Jane didn’t talk about her dad much, but she always made sure she left Nik’s house and got home in the evening before her dad did. Today wasn’t the first time since high school that he’d wondered if he should have asked Jane more questions about him. Nik would forever be haunted by that terrified look in Mrs. McCaffrey’s eyes that day she came into the emergency room.
“What happened when you found your dad waiting?” Another gust of wind blew up, and Nik wanted to shield Jane from so much more than the frigid weather. “Did he hurt you?”
Jane pressed her lips together and stared out at the lights in the valley. “He pushed me down the stairs.”
For a moment, Nik wished Chief McCaffrey were still alive so he could drive over to his house and kill him. Without stopping to think about it, he pulled Jane against him, wrapping his arms around her. She held on, sliding her hands around his back.
“If I’d known any of this, I would have been there in five minutes to pick you up. You had to know that, right?”
She nodded against his chest.
“You know my mom loves you. You could have stayed at our house for as long as you needed.” He remembered Jane and his mom giggling together in the kitchen. It had made him so happy that the two most important people in the world were so close. After losing his dad, Jane and his mom were everything to him. “You could have stayed forever.”
Slowly, almost reluctantly, Jane pulled back. She turned her eyes to Nik’s, and the pain he saw nearly did him in. “He said if I ever saw you again, he’d make sure you never got your scholarship. That he’d fabricate a drug arrest on your record, and that would be the end of college and med school.”
Nik stared at her. Chief McCaffrey had known exactly what he was doing. He’d known how important the scholarship was to Nik, and he’d probably known how important Nik was to Jane. “But why did you keep that a secret from me?”
“I knew if I told you I couldn’t see you anymore, you’d never agree to it.” Tears pooled in her eyes. “You’d tank your scholarship yourself. And I couldn’t let you do that. After everything that happened with your dad, I couldn’t let you give up your dream to be a doctor for me. I couldn’t let you get stuck in this town. And the only way I knew how to make sure that didn’t happen was to go as far away as possible.”
Nik’s head spun. “But why Los Angeles? Why not go to Cornell like you’d planned? Were you afraid you’d run into me there?”
Jane shook her head. “My dad refused to pay for Cornell. After what happened, he said he didn’t trust me, said I had to stay home and commute to Buffalo if I wanted to go to college.” Her words were coming faster now. “I couldn’t stay for four more years. I could barely make it another day in the same house with him.” Jane took a gasping breath. “And with her letting him treat us that way. He pushed me down the stairs and my mom made excuses, asked me to let it go. So, the next day, I left. I ran.” An icy tear slid down her cheek. “I thought I’d go away until you were finished with school, and they couldn’t take your scholarship. Until my dad couldn’t hurt either of us anymore.”

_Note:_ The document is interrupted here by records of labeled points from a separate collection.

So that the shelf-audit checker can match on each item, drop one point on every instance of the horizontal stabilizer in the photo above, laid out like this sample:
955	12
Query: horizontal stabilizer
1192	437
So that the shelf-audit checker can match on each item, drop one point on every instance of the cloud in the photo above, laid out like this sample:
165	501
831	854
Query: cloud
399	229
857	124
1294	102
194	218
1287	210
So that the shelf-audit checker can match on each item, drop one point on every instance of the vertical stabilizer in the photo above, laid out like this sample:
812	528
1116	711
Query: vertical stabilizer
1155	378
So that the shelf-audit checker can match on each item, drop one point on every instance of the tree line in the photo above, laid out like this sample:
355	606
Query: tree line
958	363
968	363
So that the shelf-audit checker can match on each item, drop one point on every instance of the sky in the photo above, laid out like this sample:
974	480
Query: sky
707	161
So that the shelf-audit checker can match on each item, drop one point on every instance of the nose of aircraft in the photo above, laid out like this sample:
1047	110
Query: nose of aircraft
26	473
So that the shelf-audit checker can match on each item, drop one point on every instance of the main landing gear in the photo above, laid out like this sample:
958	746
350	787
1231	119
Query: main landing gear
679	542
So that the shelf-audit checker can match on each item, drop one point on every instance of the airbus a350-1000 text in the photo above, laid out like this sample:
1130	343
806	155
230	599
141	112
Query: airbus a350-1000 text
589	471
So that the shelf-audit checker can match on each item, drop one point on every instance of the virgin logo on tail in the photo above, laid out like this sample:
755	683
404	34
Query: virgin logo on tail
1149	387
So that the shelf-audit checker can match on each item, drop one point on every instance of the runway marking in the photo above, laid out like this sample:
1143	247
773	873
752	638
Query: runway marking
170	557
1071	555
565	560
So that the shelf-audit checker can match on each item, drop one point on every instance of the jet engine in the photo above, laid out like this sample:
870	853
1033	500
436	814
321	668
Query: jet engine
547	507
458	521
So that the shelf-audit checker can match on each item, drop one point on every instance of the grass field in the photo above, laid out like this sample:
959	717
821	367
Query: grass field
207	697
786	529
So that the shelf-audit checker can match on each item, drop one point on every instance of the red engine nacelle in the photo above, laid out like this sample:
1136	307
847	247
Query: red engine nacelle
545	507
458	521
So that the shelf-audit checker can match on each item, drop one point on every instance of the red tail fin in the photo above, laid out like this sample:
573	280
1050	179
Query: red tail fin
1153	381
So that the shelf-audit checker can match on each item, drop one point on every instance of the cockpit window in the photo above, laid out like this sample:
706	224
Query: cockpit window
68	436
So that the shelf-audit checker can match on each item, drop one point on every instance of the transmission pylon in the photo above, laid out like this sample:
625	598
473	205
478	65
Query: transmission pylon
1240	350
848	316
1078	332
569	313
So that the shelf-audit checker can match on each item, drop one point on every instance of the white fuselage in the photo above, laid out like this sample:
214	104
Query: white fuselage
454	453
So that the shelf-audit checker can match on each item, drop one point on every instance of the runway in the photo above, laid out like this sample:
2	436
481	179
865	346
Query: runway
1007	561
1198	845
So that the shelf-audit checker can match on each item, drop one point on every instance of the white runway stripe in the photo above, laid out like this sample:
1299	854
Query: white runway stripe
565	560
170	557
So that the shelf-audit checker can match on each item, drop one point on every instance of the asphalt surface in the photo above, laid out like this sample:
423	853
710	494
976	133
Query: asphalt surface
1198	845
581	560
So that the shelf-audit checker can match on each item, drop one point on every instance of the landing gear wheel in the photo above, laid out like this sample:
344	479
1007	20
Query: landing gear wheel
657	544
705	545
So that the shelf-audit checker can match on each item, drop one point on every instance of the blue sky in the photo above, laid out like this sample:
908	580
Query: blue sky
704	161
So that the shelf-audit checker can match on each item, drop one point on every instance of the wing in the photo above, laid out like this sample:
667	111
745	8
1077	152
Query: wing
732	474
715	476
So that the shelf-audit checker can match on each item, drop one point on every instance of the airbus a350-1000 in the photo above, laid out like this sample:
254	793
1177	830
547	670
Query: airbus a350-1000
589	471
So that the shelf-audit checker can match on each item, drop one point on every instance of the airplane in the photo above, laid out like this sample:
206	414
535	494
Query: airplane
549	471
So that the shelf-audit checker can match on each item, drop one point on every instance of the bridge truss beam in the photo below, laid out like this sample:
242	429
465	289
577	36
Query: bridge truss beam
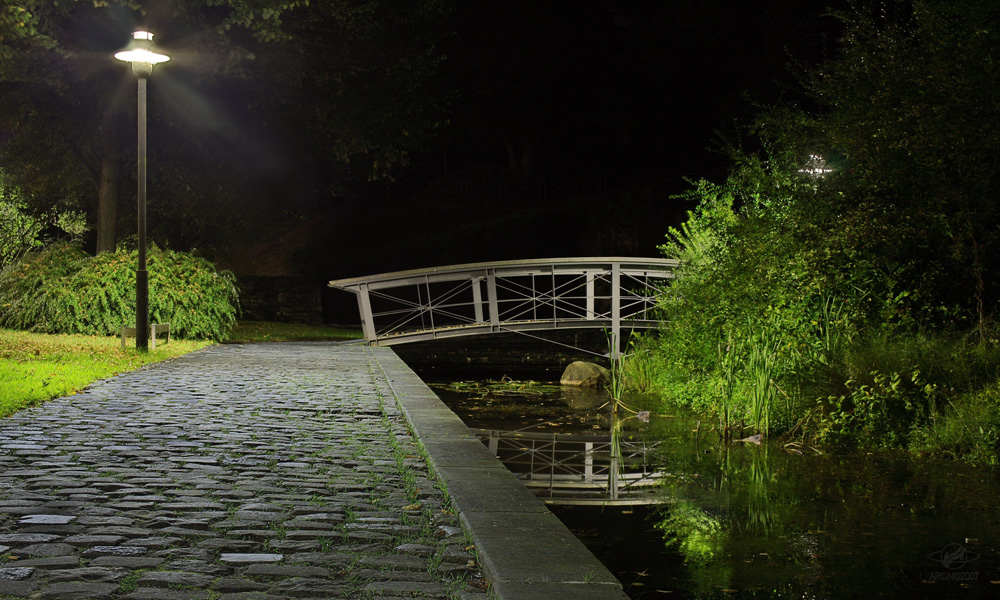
609	293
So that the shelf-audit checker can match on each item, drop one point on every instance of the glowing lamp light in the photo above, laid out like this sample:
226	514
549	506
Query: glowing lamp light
142	54
816	167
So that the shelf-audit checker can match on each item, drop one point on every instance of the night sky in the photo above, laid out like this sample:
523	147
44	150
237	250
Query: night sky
547	129
572	125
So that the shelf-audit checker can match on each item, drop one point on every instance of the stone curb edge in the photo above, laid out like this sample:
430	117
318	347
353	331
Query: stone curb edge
525	551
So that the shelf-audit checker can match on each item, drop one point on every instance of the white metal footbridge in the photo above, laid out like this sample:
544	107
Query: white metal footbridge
608	293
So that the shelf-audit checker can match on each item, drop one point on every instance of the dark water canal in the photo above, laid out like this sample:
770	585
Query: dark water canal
749	521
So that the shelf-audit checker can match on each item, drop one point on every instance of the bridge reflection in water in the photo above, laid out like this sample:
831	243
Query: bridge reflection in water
576	469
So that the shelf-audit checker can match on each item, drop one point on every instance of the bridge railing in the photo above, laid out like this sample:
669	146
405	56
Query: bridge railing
478	298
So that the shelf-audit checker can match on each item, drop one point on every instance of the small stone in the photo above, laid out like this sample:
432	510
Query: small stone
18	589
93	540
92	574
406	588
230	585
15	573
79	591
416	549
28	538
250	558
270	570
128	562
116	551
174	579
52	562
47	550
46	520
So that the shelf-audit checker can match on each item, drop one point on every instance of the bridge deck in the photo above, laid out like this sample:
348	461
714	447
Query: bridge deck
527	295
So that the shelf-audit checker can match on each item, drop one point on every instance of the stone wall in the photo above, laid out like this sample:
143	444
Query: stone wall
281	299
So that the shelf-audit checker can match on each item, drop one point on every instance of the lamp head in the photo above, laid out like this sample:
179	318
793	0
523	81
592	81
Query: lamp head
142	53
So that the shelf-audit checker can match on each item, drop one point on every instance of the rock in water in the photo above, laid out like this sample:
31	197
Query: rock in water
584	374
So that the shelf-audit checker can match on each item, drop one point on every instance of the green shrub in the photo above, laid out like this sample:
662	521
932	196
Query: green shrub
969	428
63	290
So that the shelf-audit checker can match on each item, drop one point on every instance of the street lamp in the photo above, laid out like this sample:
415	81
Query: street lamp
143	55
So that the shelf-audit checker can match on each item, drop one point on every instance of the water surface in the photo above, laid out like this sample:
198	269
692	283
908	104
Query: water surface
748	521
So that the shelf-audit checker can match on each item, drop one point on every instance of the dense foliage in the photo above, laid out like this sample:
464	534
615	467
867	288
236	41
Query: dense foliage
260	97
63	290
854	297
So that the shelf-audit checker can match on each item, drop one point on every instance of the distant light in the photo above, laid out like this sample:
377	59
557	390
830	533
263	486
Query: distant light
141	50
816	167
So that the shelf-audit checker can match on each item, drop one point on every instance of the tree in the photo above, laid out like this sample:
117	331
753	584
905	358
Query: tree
255	91
840	278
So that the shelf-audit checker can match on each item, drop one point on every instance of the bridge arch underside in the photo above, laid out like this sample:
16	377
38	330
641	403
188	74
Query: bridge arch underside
514	296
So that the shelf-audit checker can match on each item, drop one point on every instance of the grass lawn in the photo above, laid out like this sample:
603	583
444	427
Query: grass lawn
36	367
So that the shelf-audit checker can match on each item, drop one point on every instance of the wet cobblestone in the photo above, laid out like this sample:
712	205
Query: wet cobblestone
236	472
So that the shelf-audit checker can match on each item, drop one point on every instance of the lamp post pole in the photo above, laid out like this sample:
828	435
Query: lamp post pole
141	274
142	55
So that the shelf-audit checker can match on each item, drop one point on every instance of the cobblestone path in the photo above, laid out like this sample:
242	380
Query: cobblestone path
253	472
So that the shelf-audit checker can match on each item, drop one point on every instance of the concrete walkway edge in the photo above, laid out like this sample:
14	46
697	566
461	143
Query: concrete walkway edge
525	550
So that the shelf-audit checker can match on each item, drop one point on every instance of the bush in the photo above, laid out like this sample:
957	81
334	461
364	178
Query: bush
63	290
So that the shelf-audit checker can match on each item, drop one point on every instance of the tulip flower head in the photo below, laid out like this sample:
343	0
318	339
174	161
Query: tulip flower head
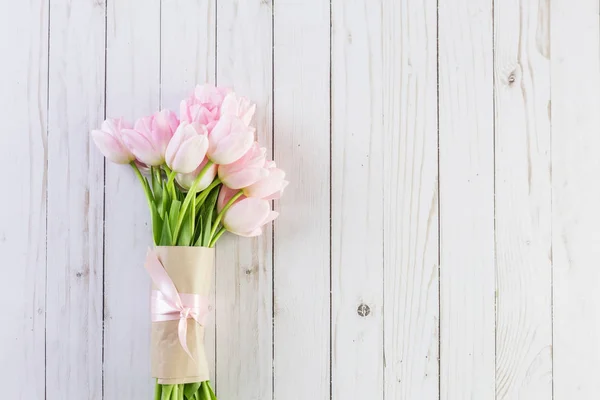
150	136
247	217
203	105
269	187
187	147
229	140
186	180
109	139
245	171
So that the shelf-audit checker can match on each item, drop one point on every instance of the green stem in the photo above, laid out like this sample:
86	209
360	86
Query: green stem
166	392
144	183
188	198
217	236
223	211
157	391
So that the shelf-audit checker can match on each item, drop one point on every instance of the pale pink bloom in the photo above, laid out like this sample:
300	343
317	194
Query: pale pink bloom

Nik’s body went hot and then cold. He’d told Jane that he never ended up going to Cornell. That he’d gone to community college instead. But he hadn’t told her why. Nik had never actually received that scholarship. A few days after Jane had left, a letter had arrived from the Linden Falls town council. Some new information has come to light that has caused the committee to reconsider the award.